Западная церковь связывала подобные пророчества с Реформацией и считала предсказанные астрологами потоп и иные катаклизмы образным выражением обновления церкви (что, впрочем, расценивалось и как предвестник скорого Конца света). Вот здесь и крылась причина, почему на художества заморского астролога столь взволнованно отреагировали православные церковные идеологи: Булев на основе своих пророчеств говорил о неизбежности обновления христианства путем слияния Восточной и Западной церквей. Это будет достигнуто путем «отмщения» туркам и отвоевания католическим воинством Константинополя. За пропаганду этой идеи немец получал специальную ренту от папы римского [248]248
Синицына Н. В.Третий Рим… С. 175–182.
[Закрыть]. Вопрос был поставлен для Русской православной церкви недопустимо. Плюс ко всему по-прежнему острой для русского сознания и после 7000 (1492) года оставалась эсхатологическая тема…

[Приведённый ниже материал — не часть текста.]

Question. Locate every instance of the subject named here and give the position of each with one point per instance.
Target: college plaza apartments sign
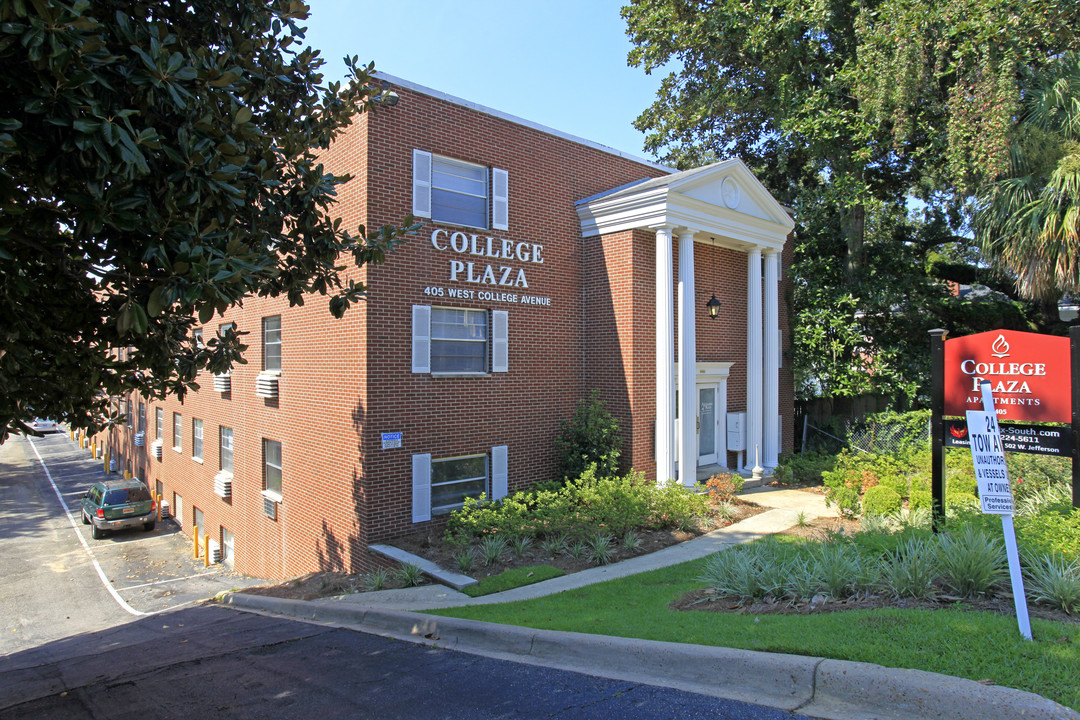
(1028, 374)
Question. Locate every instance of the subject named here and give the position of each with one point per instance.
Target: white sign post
(995, 491)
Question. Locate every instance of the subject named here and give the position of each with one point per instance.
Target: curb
(815, 687)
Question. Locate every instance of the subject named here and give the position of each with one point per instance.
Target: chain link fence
(867, 434)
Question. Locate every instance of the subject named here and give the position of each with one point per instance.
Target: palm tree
(1028, 222)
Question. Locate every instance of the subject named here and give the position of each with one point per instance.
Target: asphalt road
(213, 662)
(50, 564)
(115, 628)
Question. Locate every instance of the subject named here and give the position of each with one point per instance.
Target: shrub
(881, 500)
(589, 437)
(723, 487)
(972, 560)
(1054, 580)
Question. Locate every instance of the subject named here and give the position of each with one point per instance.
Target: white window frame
(221, 446)
(273, 493)
(177, 432)
(426, 166)
(497, 351)
(267, 343)
(197, 439)
(495, 485)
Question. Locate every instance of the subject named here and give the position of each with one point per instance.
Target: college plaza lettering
(483, 246)
(981, 371)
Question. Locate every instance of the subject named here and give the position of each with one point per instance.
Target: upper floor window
(271, 342)
(225, 449)
(459, 341)
(197, 438)
(454, 191)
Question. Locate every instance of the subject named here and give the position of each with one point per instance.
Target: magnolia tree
(158, 164)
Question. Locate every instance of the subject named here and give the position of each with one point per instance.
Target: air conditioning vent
(223, 485)
(266, 384)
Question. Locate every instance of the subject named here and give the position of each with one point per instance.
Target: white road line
(100, 573)
(162, 582)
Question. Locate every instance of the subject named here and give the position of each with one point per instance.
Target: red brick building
(547, 266)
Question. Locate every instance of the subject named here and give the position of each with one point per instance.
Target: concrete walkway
(814, 687)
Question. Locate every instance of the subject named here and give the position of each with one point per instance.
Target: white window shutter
(421, 338)
(500, 199)
(500, 341)
(500, 474)
(421, 487)
(421, 184)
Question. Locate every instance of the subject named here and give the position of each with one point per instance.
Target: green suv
(118, 504)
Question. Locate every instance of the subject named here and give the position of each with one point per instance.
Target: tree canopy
(159, 163)
(875, 121)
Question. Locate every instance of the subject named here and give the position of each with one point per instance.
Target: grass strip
(966, 643)
(511, 579)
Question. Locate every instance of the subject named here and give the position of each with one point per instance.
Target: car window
(123, 496)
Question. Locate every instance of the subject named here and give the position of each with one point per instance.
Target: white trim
(514, 119)
(421, 487)
(500, 199)
(500, 341)
(500, 472)
(421, 338)
(421, 184)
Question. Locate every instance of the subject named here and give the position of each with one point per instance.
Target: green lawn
(963, 643)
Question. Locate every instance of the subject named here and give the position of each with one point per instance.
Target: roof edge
(514, 119)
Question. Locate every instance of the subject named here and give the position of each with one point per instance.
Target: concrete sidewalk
(815, 687)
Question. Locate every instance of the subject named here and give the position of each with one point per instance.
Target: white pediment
(723, 201)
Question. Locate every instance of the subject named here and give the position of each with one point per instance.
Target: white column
(770, 395)
(754, 356)
(665, 358)
(687, 364)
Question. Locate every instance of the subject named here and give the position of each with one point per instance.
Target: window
(271, 466)
(441, 486)
(177, 432)
(225, 447)
(271, 343)
(458, 340)
(457, 192)
(197, 439)
(456, 478)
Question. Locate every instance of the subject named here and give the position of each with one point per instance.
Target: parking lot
(147, 571)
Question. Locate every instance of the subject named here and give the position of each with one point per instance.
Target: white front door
(707, 424)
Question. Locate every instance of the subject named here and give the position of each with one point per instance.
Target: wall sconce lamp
(713, 307)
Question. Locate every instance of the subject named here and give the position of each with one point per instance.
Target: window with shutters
(456, 341)
(454, 479)
(458, 192)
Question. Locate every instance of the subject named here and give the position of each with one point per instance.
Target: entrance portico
(720, 205)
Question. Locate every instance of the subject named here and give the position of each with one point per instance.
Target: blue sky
(557, 63)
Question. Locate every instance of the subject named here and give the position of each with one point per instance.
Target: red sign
(1027, 371)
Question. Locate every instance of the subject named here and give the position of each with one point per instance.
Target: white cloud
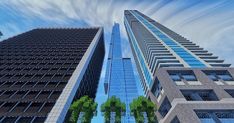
(203, 22)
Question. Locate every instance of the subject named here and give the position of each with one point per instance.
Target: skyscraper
(42, 71)
(119, 74)
(187, 83)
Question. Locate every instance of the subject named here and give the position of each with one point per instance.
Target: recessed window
(230, 92)
(199, 95)
(184, 77)
(215, 116)
(165, 107)
(220, 77)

Активность Булева влекла опасность соблазна для мирян. А вдруг они поверят в астрологические бредни? Против него были мобилизованы лучшие церковные умы. Искал автора, который бы развенчал построения проклятого немца, ростовский архиепископ Вассиан (брат Иосифа Волоцкого). Дипломат Ф. И. Карпов, получив письмо от Булева, тут же обратился с просьбой об опровержении к самому Максиму Греку. Великокняжеский дьяк Мисюрь Мунехин попросил ответить «тщащемуся звездозрением предрицати» псковского монаха Филофея.
Филофей с порога отмел астрологическую постановку вопроса – «сия все кощуны суть и басни». Астрологии он противопоставил богословие и эсхатологию. Обновление всего сущего, несомненно, происходит, но по воле Божьей, а не по расположению каких-то там звезд. Филофей отрицал идею Булева, что бывают добрые и злые часы (что и показывают нам звезды, для выявления которых нужна астрология). Если бы Бог сотворил злые дни и часы, он бы сам оказался причиной зла, а это невозможно, Господь добр и милостив. Движением звезд и других небесных светил управляют не неведомые силы, а ангелы. Поэтому вся астрология Булева основана на ложной посылке и неправильна. Никакой всемирной катастрофы и потопа не будет.
А как же тогда происходят перемены в истории человечества и что его ждет, если не новый всемирный потоп? Ответ Филофея блистателен: его ждет Третий Рим, неразрушимое Ромейское царство. Третий Рим – это «царство нашего государя», Россия. Ее существование – залог земного существования людей.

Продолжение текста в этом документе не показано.